1z = [a, b, c, d, e, f, g, h]
• Given the above list creation, the computer finds a contiguous block of memory to store the contents of the list

• Each element in the list fits nicely into the divvied up sections

• Then, the information needed to find and access the list contents is stored in a piece of memory labelled with the variable z

• The list is not stored in z; the location of the list in memory is stored in z

Activity

Take a moment to look at this image and see if you can explain why we start counting at 0 when indexing lists.

• If we wanted to make a copy of z like we did with the integers x and y, we could write something like w = z

• And just like with the integers, this copies the contents of the memory location of z and puts it into a new location labelled with a w

• However, the catch is that the contents of z is the memory address of the list

• After making the copy into w, how many references do have that get me to the memory location of the list?

• If I want to make a change to w and I write something like w[4] = P, the computer goes to the list referenced by w and alters the value at index 4

• This does not alter the contents of the memory location of w; this alters the data at the memory location that is referenced to by w

• In fact, this also alters the data at the memory location that is referenced by z

• What would happen if I wrote print(z[4])?

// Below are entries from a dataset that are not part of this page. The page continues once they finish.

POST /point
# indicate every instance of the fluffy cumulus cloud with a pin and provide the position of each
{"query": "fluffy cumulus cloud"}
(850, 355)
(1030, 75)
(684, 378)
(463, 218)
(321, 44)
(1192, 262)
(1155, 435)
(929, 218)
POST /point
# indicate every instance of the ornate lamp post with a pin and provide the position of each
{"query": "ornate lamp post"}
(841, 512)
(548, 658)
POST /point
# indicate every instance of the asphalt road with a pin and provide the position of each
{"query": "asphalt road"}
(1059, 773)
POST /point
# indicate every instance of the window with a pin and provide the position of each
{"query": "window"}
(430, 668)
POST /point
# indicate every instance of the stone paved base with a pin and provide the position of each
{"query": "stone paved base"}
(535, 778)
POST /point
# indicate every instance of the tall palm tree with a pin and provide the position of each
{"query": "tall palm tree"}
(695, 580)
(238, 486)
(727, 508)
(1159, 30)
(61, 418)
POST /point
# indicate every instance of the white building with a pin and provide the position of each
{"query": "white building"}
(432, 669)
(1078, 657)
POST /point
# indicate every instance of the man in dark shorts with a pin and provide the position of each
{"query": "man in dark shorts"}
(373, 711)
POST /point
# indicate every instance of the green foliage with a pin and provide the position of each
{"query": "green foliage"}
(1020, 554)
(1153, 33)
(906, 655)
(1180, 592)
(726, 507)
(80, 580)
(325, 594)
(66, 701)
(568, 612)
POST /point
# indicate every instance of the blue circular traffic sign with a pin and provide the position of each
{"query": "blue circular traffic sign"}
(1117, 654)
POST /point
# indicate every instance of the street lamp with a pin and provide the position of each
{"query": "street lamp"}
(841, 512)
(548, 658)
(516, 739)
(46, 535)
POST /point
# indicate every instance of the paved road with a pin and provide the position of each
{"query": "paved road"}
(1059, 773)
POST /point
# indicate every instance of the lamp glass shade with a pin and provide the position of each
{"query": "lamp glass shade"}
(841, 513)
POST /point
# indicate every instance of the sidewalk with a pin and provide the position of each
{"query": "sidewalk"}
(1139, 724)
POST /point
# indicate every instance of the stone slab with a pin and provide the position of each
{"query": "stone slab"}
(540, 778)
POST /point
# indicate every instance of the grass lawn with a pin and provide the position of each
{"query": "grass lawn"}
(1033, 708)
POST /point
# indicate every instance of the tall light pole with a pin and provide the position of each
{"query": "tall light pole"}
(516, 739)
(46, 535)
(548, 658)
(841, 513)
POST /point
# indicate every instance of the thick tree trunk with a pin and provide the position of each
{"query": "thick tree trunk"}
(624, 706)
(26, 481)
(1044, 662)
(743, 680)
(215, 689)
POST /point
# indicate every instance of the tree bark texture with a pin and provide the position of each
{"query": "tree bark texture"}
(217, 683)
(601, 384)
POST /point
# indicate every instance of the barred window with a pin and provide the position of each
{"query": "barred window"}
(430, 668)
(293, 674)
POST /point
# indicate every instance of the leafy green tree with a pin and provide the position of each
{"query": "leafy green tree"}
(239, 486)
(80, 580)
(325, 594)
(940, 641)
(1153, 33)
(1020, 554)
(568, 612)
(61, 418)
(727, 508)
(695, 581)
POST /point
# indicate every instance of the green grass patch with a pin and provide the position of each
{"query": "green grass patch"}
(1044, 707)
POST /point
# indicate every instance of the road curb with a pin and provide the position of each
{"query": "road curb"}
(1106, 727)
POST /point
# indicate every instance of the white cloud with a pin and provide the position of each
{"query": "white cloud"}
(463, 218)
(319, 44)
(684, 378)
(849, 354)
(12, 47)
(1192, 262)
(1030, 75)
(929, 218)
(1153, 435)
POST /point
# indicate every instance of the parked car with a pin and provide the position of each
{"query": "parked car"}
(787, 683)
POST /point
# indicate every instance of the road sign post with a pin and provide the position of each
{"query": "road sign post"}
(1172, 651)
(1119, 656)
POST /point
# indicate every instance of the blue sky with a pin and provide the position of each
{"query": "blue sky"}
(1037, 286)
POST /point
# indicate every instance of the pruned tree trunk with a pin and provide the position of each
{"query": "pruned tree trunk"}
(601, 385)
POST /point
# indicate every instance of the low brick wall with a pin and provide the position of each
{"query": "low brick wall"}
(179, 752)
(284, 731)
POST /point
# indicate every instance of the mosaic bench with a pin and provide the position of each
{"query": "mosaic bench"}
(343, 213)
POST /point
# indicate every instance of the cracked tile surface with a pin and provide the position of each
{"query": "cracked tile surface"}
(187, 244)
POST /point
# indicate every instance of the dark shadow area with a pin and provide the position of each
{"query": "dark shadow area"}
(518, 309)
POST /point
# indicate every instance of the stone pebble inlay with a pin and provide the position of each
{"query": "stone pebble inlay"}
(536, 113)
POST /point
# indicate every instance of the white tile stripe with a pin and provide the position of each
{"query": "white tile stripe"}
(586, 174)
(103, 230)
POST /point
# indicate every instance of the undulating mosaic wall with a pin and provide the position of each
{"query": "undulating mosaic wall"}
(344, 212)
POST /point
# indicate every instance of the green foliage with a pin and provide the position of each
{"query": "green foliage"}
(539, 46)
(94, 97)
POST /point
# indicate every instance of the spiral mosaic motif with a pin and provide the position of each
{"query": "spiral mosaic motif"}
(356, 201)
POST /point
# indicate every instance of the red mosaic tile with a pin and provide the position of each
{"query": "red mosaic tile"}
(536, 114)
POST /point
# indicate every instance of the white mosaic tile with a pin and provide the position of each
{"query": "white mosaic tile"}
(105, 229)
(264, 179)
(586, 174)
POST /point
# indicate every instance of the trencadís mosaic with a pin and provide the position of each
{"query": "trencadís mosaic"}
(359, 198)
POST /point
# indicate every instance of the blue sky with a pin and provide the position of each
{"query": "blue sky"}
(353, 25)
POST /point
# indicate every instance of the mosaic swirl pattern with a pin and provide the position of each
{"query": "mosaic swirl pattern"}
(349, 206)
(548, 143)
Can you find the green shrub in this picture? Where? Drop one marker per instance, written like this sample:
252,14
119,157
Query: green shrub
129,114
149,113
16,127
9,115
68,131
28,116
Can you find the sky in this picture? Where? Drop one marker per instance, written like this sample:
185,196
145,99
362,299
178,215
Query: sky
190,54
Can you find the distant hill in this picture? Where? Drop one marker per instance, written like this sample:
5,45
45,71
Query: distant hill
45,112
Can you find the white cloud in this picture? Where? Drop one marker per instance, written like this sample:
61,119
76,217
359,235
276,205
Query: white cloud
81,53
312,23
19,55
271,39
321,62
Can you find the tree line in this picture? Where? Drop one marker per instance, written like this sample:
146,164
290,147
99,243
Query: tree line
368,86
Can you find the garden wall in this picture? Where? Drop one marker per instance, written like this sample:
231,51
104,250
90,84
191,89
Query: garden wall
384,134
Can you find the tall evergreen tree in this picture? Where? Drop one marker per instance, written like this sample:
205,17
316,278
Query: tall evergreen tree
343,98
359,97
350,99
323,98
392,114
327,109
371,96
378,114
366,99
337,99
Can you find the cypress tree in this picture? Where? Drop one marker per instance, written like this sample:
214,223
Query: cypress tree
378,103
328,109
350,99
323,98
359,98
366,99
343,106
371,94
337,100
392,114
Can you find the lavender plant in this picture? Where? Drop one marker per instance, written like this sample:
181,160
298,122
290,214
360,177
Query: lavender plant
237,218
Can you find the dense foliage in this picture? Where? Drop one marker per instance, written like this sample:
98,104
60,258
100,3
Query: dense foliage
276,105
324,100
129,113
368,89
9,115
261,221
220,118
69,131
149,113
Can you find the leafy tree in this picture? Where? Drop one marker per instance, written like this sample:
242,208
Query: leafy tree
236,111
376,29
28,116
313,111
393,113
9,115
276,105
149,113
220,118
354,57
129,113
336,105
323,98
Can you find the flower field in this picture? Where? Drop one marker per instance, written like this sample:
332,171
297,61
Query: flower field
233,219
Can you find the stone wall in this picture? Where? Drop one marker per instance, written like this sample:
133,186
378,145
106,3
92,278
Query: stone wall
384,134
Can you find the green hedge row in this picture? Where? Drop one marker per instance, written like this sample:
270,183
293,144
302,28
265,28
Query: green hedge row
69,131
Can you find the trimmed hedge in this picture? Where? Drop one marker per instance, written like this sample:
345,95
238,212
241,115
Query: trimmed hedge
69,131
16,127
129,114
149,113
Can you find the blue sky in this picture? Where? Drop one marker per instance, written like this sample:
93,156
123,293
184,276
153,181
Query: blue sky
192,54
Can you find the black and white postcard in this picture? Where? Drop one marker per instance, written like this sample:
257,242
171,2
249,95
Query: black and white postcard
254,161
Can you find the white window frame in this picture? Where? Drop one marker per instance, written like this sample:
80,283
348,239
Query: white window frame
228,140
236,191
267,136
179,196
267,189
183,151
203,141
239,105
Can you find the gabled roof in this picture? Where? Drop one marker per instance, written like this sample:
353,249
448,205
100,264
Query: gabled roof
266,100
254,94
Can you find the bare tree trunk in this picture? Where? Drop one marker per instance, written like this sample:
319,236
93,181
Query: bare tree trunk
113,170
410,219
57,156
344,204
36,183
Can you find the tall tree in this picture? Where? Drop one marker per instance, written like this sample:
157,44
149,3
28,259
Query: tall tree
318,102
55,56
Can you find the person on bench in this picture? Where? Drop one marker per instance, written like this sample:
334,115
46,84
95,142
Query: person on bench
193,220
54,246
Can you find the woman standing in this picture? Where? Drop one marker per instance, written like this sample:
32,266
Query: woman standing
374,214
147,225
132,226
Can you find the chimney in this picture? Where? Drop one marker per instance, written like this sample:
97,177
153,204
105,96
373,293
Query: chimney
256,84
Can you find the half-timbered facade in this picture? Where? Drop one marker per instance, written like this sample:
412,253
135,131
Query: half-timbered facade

• When we have two or more references referring to the same thing in memory, we call these aliases

• w is an alias for z

• This is discussed further in the following topic

Note

As mentioned earlier, in reality Python would not actually store the contents of the list within the block of memory allocated for the list. Instead, Python stores the contents in their own memory locations and the list stores references to the contents.